Tuesday, December 10, 2013

Creating sensu alerts based on graphite data

We had the need to create Sensu alerts based on some of the metrics we send to Graphite. Googling around, I found this nice post by @ulfmansson talking about the way they did it at Recorded Future. Ulf recommends using Sean Porter's check-data.rb Sensu plugin for alerting based on Graphite data. It wasn't clear how to call the plugin, so we experimented a bit and came up with something along these lines (note that check-data.rb requires the sensu-plugin gem):

$ ruby check-data.rb -s graphite.example.com -t "movingAverage(stats.lb1.prod.assets-backend.session_current,10)" -w 100 -c 200

This run the check-data.rb script against the server graphite.example.com (-s option) requesting the value or the target metric movingAverage(stats.lb1.prod.assets-backend.session_current,10) (-t option) and setting a warning threshold of 100 for this value (-w option), and a critical threshold of 200 (-c option).  The target can be any function supported by Graphite. In this example, it is a 10-minute moving average for the number of sessions for the "assets" haproxy backend.
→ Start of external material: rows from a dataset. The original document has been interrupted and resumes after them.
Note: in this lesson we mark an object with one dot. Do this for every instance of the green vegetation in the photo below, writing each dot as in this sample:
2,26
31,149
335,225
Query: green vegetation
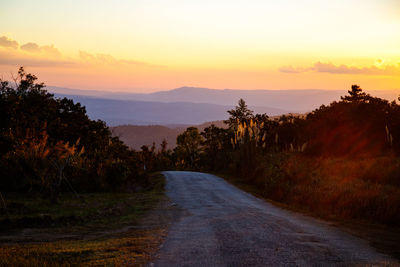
340,160
80,190
97,225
By default check-data.rb looks at the last 10 minutes of Graphite data (this can be changed by specifying something like -f "-5mins").

To call the check in the context of sensu, you need to deploy it to the client which will run it, and configure the check on the Sensu server in a json file in /etc/sensu/conf.d/checks:

"command": "/etc/sensu/plugins/check-data.rb -s graphite.example.com -t \"movingAverage(stats.lb1.prod.assets-backend.session_current,10)\" -w 100 -c 200"